死者多数…借金地獄の南米「ベネズエラ」が大変なことになってた


■選挙を巡り大混乱となっている南米ベネズエラ

南米ベネズエラで7月30日、憲法改正手続きに伴う制憲議会選(定数545)が投開票された。

マドゥロ大統領率いる統一社会党が全545議席を獲得したことを受け、翌31日に反政府デモが行われ、治安部隊との衝突などで少なくとも10人が死亡する事態となった。

マドゥロ氏は30日深夜に首都カラカスで支持者を前に演説し「国会による妨害工作もこれまでだ」と勝利宣言。早ければ2日にも制憲議会を発足させ、国会を閉鎖する意向を示した。

野党側は選挙結果が不正に操作されたと主張。デモ隊はカラカスの目抜き通りにバリケードを築き、独裁政権を非難した。

野党勢力は、制憲議会はマドゥーロ大統領による権力奪取の試みだと批判しており、選挙をボイコットしている。

マドゥーロ大統領は、何カ月にもわたって抗議デモが続き、政府と国民議会の対立が膠着(こうちゃく)状態に陥っているなかで、制憲議会の発足が唯一の解決策だと主張している。

米州や欧州連合(EU)など外国からは制憲議会選に対して非難が相次いでいる。

米トランプ政権は31日、ベネズエラのマドゥロ大統領個人に対する制裁を発表した。大統領とベネズエラ政府が同国の民主主義を損なっているとした。

米国が国家元首に制裁を科すのは同氏が4人目。財務省の制裁対象リストには、北朝鮮の金正恩委員長とジンバブエのムガベ大統領、シリアのアサド大統領も載っている。

南米各国は相次いで「結果を認めない」とする声明を出し非難しています。

カナダやアルゼンチン、ブラジルなど12カ国が30日までに今回の制憲議会を認めないという声明を発表した。

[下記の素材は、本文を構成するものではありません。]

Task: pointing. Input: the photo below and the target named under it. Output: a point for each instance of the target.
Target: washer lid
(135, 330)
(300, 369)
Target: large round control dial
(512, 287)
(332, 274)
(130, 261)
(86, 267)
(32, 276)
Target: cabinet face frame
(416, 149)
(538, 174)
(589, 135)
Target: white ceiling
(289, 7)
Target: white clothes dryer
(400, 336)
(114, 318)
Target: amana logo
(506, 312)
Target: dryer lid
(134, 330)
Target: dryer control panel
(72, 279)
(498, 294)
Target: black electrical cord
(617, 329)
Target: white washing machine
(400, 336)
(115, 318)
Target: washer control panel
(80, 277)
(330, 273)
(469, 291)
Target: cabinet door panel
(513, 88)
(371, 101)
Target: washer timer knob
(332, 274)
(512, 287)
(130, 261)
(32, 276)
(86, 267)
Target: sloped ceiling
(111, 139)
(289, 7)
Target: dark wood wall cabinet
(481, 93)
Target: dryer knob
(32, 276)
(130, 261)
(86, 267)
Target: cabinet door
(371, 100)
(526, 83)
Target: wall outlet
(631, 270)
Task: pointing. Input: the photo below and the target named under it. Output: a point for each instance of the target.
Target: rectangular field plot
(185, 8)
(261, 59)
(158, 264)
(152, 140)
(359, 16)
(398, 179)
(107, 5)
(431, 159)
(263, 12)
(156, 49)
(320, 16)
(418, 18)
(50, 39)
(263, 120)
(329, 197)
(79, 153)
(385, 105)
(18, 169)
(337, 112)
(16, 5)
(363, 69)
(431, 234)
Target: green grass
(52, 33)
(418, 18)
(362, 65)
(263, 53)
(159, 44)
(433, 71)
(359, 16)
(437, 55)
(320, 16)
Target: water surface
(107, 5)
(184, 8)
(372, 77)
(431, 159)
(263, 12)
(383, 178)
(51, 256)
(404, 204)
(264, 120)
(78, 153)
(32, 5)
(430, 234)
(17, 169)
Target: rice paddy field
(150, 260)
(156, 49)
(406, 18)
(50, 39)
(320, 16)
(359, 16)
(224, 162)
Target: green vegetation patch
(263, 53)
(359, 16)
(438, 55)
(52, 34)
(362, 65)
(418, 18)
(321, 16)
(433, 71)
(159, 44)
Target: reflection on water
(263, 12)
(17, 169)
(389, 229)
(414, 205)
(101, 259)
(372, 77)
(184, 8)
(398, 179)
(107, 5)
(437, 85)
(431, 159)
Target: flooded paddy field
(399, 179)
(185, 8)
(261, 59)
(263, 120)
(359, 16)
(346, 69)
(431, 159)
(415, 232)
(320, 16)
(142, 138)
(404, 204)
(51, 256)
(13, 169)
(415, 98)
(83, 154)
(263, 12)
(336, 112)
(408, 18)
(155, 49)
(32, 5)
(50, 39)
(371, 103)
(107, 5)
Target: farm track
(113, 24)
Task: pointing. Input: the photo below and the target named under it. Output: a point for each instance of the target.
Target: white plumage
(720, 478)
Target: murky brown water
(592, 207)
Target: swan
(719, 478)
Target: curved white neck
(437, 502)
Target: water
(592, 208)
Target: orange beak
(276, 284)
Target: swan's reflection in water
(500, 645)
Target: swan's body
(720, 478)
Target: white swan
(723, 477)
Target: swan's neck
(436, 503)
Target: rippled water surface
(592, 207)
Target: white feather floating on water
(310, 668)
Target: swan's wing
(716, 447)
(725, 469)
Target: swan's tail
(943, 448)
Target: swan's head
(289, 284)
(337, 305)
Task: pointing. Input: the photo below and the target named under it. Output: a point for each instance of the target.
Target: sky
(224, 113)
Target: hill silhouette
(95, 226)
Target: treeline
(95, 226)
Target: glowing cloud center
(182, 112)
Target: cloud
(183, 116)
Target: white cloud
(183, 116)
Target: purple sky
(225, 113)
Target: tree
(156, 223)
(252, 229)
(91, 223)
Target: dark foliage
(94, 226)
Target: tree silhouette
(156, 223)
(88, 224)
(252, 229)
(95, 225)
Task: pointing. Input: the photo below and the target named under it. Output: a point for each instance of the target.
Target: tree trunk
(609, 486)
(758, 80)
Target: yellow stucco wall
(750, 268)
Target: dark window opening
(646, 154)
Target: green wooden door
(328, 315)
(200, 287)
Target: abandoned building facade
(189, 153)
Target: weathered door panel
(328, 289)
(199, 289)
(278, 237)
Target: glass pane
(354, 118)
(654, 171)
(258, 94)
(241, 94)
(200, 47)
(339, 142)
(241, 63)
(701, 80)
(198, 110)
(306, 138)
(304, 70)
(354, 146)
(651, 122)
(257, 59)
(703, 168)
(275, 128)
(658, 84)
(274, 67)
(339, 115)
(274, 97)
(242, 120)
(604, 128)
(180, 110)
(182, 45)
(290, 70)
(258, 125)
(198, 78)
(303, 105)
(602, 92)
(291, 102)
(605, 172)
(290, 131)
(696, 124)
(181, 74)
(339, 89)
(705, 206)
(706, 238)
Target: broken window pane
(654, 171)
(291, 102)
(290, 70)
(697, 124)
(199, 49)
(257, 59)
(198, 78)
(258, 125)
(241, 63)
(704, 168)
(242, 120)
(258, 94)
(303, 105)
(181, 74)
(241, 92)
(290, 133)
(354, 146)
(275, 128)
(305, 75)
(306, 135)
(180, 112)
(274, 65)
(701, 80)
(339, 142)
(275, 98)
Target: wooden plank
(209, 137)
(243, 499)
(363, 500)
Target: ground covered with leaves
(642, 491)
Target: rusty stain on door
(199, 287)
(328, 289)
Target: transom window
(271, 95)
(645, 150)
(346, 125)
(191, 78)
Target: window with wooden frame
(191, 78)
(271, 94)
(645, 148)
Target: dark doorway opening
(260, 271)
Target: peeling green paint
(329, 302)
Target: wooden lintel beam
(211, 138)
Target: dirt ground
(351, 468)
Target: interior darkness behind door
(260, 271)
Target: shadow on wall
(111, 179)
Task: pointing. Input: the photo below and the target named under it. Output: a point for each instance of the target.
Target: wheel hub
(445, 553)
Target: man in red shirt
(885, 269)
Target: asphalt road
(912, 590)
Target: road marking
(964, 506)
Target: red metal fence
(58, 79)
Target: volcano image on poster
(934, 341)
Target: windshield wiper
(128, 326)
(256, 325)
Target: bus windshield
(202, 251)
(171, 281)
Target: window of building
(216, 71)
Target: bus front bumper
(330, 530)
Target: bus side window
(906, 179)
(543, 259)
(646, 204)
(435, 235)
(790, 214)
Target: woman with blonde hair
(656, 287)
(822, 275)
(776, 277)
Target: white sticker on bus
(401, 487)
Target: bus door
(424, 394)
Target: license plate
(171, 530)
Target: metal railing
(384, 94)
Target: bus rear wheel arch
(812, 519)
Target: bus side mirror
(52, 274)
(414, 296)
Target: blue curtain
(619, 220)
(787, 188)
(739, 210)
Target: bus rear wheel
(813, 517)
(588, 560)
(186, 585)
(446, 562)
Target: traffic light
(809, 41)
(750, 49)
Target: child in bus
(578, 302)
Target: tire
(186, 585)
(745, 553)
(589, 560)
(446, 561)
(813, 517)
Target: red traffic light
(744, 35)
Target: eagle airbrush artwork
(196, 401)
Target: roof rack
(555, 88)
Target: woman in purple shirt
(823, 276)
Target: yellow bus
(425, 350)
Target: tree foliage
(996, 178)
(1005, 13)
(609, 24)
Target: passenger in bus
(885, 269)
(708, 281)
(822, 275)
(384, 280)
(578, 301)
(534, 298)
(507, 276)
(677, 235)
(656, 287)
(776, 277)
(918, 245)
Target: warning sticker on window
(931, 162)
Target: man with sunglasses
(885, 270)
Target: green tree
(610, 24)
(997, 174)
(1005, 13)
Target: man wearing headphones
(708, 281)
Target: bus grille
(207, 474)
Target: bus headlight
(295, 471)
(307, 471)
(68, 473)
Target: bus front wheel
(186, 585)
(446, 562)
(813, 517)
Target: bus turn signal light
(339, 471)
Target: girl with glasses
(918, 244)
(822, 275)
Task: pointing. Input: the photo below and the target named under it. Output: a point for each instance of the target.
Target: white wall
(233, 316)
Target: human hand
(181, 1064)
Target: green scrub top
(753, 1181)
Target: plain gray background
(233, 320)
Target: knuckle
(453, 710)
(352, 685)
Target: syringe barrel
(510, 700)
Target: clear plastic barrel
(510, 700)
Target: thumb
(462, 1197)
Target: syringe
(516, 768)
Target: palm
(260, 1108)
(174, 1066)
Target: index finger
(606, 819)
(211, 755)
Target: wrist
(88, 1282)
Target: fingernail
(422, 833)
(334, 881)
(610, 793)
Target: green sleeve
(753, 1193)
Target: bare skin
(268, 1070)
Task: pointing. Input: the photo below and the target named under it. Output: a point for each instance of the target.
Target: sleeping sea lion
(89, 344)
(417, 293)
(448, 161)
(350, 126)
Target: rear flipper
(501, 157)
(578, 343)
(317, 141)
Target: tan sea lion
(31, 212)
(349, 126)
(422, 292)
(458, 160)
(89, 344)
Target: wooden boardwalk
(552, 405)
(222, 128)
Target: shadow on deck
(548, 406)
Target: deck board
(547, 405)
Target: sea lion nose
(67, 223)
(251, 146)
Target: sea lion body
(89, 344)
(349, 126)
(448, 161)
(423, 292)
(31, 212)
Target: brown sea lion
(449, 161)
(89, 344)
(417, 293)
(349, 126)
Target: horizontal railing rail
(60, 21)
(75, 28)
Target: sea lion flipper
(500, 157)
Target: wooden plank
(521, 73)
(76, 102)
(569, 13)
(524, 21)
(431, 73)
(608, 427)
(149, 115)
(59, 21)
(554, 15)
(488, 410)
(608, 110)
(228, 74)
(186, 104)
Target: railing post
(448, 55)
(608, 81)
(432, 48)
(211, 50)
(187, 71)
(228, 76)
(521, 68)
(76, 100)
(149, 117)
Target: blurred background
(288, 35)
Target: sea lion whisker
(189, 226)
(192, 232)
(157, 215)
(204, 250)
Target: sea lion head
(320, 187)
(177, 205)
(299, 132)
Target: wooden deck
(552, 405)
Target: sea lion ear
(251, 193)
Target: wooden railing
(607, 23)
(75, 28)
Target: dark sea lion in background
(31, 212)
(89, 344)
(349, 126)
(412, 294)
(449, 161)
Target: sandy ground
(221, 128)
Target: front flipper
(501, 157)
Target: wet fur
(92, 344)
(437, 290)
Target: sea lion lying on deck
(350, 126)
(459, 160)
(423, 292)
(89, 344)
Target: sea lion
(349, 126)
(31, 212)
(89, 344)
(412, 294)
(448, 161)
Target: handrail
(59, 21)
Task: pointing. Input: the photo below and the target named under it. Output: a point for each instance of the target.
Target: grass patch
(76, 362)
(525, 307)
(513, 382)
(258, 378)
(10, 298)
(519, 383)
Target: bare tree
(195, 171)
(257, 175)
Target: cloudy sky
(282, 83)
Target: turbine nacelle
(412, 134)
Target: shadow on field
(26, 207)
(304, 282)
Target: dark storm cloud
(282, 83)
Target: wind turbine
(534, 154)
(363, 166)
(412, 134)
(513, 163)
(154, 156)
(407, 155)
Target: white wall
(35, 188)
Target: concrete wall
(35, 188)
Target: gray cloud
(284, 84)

「今回の選挙はベネズエラの憲法に違反しており、民主主義の秩序を壊すもので、選挙の結果は認められない。また、これまで100人以上の犠牲者を出している暴力的な弾圧を非難する」

ペルー政府の声明です

■制憲議会とは

憲法改正を目的とした臨時の立法機関で、民主的な手続きを経て選ばれた議会の無効化を含む強い権限を持つ。

候補者は政府の影響下にある選挙管理委員会が選定するため、政府の意図に沿った恣意的な運用が可能になる。

「制憲議会」は数日以内に発足する見通しですが野党側は31日も抗議デモを行うよう呼びかけ、マドゥーロ大統領との対立は今後、一層激しくなりそう

■事態の発端は「マドゥロ大統領」の強権政治

この決定は、立法・行政・司法の三権すべてがマドゥロ大統領の与党・統一社会党によって支配されることを意味する。

この決定=最高裁判所は31日までに、野党勢力が過半数を占める議会からすべての権限を剥奪(はくだつ)し、最高裁に移管する決定を下した。最高裁の判事はマドゥロ大統領派が多数を占めています。

最高裁判所は今年3月、国民議会の権限を剥奪する判断を示したが、後に判断は撤回された。

国民議会のフリオ・ボルヘス議長は30日、「ニコラス・マドゥロ(大統領)はクーデターを起こした」と述べた。

■根本には原油安による深刻な経済危機がある

深刻な経済危機は石油価格の下落でさらに悪化した。石油はベネズエラの輸出額の95%を占め、収益は政府の社会福祉政策に使われてきた。